Namun belakangan ini, terdapat asumsi yang berbalik-bahwa ketaatan dalam menjalankan ajaran agama ternyata dapat membantu menjaga kesehatan mental maupun fisik seseorang. Sebagai contoh, Shorto lewat penelitiannya mencatat korelasi yang signifikan antara spiritualitas dan kesehatan dalam berbagai hal: meditasi mengurangi tingkat kolesterol serum; kepercayaan agama dapat mengurangi tingkat rasa sakit pada pasien kanker; lebih banyak orang yang religius ketimbang yang tidak religius selamat setelah pembedahan jantung; meditasi dan sembahyang secara rutin dapat menurunkan tingkat stress dan depresi, dapat meningkatkan kepuasan hidup dan harga diri, dan menurunkan tingkat kecemasan terhadap kematian (Shorto, Saint and Madmen: Psychiatry Open Its Doors to Religion, 1999).

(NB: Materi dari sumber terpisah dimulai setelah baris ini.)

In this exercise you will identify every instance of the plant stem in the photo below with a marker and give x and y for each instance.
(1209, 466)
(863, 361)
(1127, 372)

Larry Dossey, seorang internis dan penganjur pengobatan holistik, juga mengemukakan penelitian yang serupa berkenaan dengan hubungan antara spiritualitas dan proses penyembuhan. Dia menggunakan doa sebagai salah satu medium untuk membantu proses penyembuhan. Dalam penelitian yang melibatkan pasien kardiak, yang didoakan mengalami lebih sedikit kegagalan jantung, serangan jantung, dan pneumonia daripada yang tidak didoakan. Selain itu, doa juga dapat digunakan oleh sesama orang yang sehat untuk menjaga kesehatannya (Dossey, HealingWords: The Power of Prayer and the Practice of Medicine,1994), Paradigma penyembuhan holistik dan apresiasi yang tinggi terhadap spiritualitas menjadi isu sentral dari gerakan psikologi transpersonal. Ilmu kedokteran dan psikologi yang dilengkapi semangat spiritualitas dari agama-agama akan menghasilkan revolusi cara berpikir dalam melihat kesehatan manusia. Kesehatan paripurna adalah sehat secara fisik dan didukung sehat mental-spiritual.

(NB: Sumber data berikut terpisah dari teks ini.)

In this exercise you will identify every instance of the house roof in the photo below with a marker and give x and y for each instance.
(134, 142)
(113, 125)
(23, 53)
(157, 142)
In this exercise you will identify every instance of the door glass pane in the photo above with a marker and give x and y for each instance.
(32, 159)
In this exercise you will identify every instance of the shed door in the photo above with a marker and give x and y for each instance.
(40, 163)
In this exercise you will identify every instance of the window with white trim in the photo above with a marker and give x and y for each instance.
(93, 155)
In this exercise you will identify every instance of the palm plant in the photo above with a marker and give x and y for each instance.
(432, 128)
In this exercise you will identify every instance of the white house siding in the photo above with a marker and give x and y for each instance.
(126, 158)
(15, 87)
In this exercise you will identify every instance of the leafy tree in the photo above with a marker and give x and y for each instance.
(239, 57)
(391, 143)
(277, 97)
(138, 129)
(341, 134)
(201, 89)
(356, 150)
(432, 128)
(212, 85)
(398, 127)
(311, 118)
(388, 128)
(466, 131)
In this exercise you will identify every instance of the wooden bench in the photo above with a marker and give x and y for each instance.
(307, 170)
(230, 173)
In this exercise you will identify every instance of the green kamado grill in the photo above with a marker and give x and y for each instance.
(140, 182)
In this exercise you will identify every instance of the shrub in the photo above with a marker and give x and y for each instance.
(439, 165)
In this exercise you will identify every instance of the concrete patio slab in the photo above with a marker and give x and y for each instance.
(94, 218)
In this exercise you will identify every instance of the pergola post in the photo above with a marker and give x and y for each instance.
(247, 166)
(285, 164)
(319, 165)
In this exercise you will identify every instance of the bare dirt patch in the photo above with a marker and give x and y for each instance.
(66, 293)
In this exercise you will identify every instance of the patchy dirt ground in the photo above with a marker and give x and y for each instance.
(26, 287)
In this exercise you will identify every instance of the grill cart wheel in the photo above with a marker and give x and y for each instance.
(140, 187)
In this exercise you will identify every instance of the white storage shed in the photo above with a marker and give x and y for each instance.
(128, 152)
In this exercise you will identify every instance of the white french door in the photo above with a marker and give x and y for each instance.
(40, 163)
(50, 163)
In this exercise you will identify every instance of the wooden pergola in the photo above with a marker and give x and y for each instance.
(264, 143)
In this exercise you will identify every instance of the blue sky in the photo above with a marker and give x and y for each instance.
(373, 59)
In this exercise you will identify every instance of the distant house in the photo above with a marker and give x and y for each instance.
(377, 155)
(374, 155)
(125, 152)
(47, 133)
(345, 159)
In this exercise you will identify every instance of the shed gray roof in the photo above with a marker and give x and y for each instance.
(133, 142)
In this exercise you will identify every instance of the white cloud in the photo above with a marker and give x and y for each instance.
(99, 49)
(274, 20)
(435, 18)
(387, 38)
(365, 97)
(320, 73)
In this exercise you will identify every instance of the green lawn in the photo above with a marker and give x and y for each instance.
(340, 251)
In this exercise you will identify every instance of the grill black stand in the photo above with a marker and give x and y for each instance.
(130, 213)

Ken Wilber, generasi kedua dari gerakan psikologi transpersonal berpendapat bahwa untuk menghasilkan kesehatan sejati, seyogyanya harus didahului oleh sikap mental berdasar filsafat manusia yang utuh. Filsafat manusia yang utuh merupakan cara pandang yang mampu melampaui dualitas pikiran tubuh yang menjadi karakter dari pradigma Cartersian-Newtonian. Cara pandang ilmu psikologi dan kedokteran modern dalam terang filsafat Cartersian-Newtonian semata-mata melihat manusia dalam reduksi materialistis. Filsafat manusia yang utuh adalah integrasi dari beberapa entitas yang terdapat pada diri manusia diantaranya: Phisical Unconsciousness-Biological-Psychological-Causal-Subtle-Ultime consciousness (Ken Wilber, The Eye of Spirit, 1997).

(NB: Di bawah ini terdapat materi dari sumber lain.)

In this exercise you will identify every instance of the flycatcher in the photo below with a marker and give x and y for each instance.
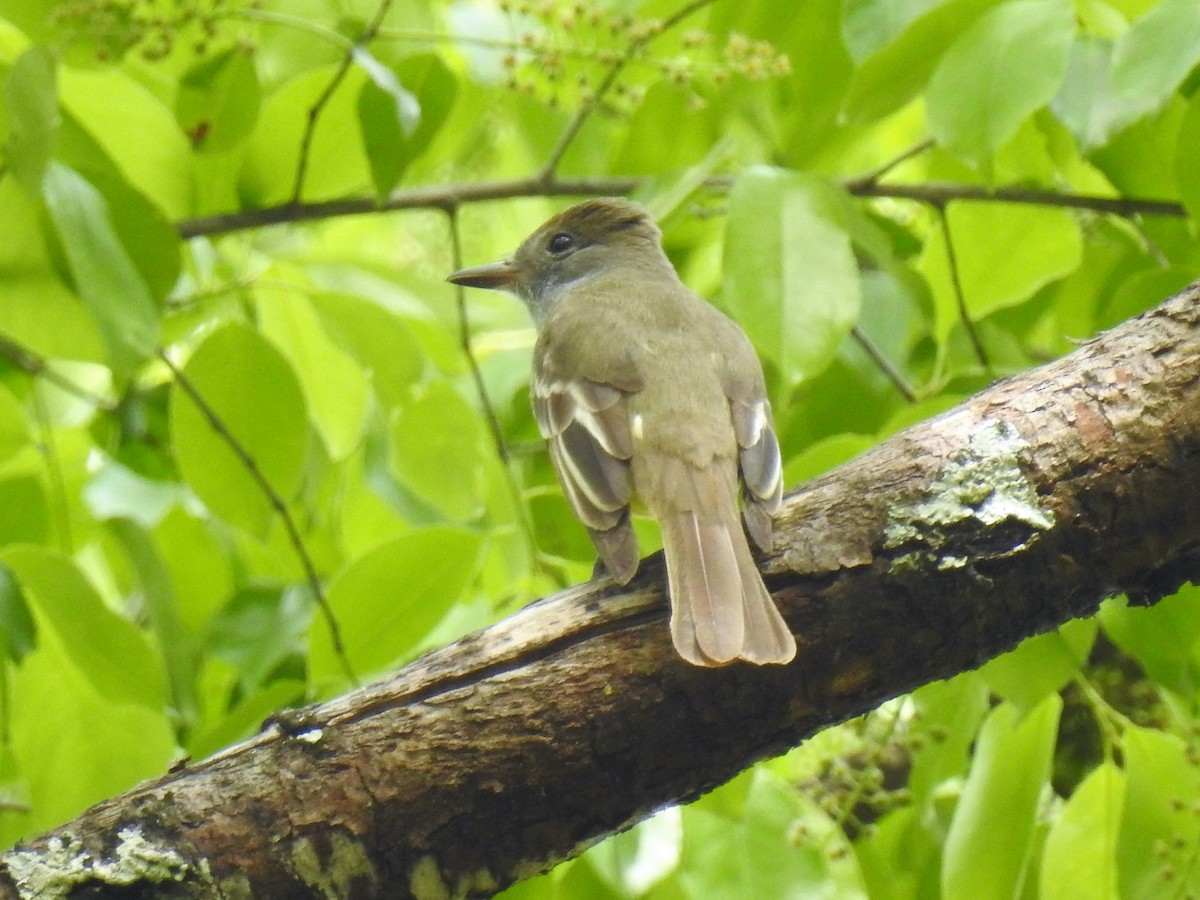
(641, 388)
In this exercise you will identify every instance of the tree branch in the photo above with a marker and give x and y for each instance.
(489, 760)
(450, 196)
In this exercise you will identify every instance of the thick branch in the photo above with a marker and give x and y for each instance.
(493, 757)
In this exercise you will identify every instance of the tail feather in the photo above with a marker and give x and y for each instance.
(720, 607)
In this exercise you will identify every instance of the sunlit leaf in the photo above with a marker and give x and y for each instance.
(105, 276)
(30, 95)
(791, 276)
(258, 405)
(388, 600)
(219, 100)
(1080, 855)
(106, 649)
(991, 834)
(1006, 66)
(439, 449)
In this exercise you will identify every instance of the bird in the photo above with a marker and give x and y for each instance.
(646, 393)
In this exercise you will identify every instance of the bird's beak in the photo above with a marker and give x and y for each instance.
(493, 276)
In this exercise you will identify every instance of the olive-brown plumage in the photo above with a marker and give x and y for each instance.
(643, 389)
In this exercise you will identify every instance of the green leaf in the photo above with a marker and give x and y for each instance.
(105, 276)
(1080, 852)
(75, 743)
(1153, 58)
(30, 95)
(257, 400)
(261, 634)
(1005, 255)
(13, 429)
(177, 646)
(895, 72)
(1159, 828)
(634, 862)
(1187, 159)
(1003, 69)
(18, 634)
(1042, 665)
(868, 25)
(334, 384)
(1087, 102)
(791, 276)
(219, 99)
(953, 712)
(337, 165)
(199, 568)
(136, 130)
(438, 451)
(1162, 639)
(391, 145)
(24, 510)
(378, 340)
(106, 649)
(825, 455)
(991, 835)
(388, 600)
(774, 814)
(408, 108)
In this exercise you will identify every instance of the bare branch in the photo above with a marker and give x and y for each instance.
(885, 365)
(490, 760)
(960, 299)
(277, 504)
(318, 106)
(445, 196)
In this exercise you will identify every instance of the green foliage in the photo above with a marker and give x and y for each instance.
(210, 445)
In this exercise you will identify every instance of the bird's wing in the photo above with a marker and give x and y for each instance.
(587, 429)
(759, 459)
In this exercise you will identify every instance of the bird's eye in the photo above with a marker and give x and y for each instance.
(561, 243)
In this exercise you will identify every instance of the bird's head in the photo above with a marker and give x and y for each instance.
(587, 240)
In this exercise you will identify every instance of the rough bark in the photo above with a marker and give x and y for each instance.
(491, 759)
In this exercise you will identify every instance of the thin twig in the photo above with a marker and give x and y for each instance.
(592, 103)
(54, 471)
(957, 285)
(873, 178)
(477, 375)
(277, 504)
(885, 365)
(444, 196)
(36, 365)
(318, 107)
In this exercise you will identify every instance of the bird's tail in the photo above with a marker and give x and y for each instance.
(720, 610)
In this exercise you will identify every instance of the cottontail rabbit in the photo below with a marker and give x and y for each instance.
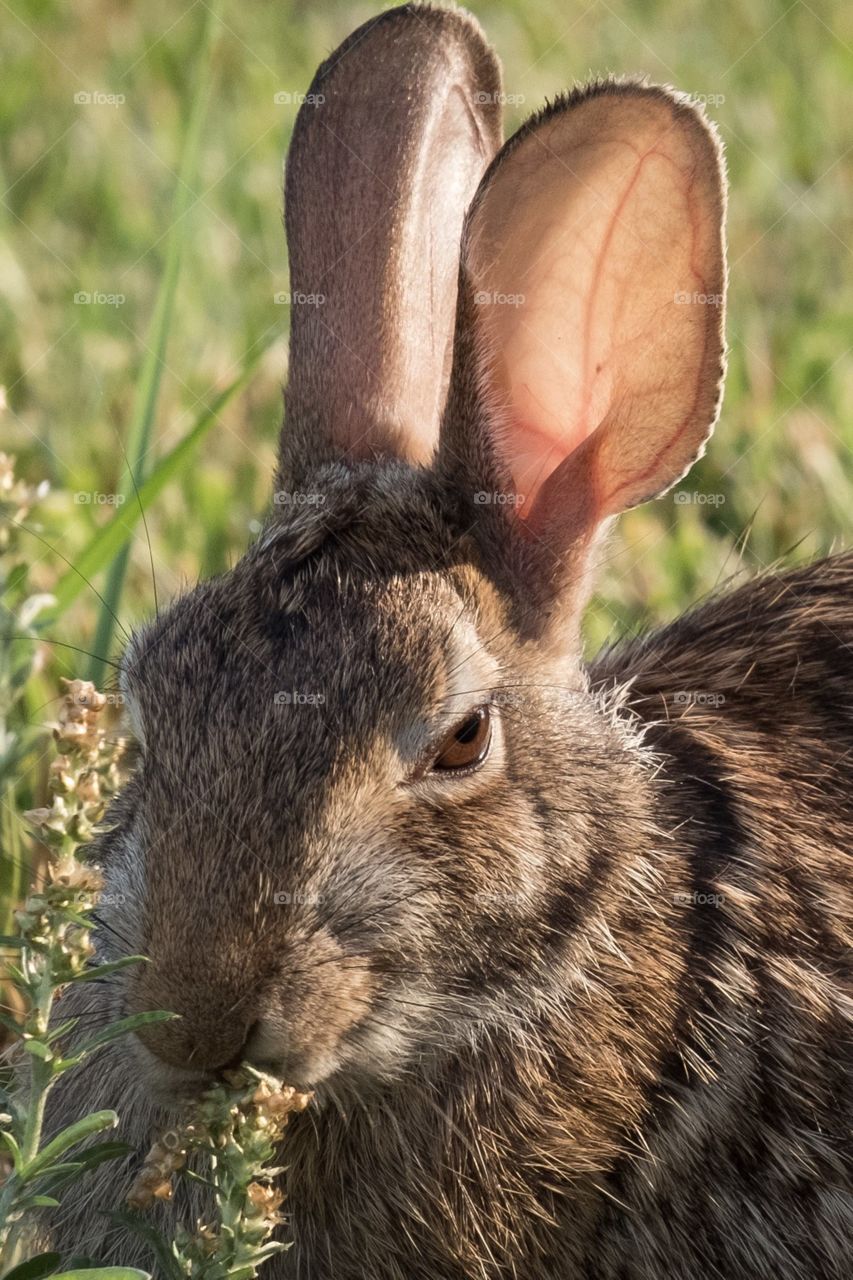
(562, 950)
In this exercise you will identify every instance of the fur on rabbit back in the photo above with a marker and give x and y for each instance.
(665, 1089)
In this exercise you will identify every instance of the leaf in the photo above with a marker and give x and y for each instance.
(169, 1267)
(33, 1269)
(147, 385)
(103, 1274)
(100, 970)
(112, 536)
(89, 1159)
(12, 1144)
(39, 1050)
(121, 1028)
(74, 1133)
(37, 1202)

Model penyembuhan yang menggabungkan entitas-entitas tersebut, sebenarnya telah dipraktekkan dalam ilmu pengobatan tradisi Timur-dan belakangan ini muncul antusiasme dari praktisi pengobatan di Barat dalam mengadopsi model pengobatan Timur tersebut, seperti yang telah dipraktekkan para penganjur model penyembuhan holistik.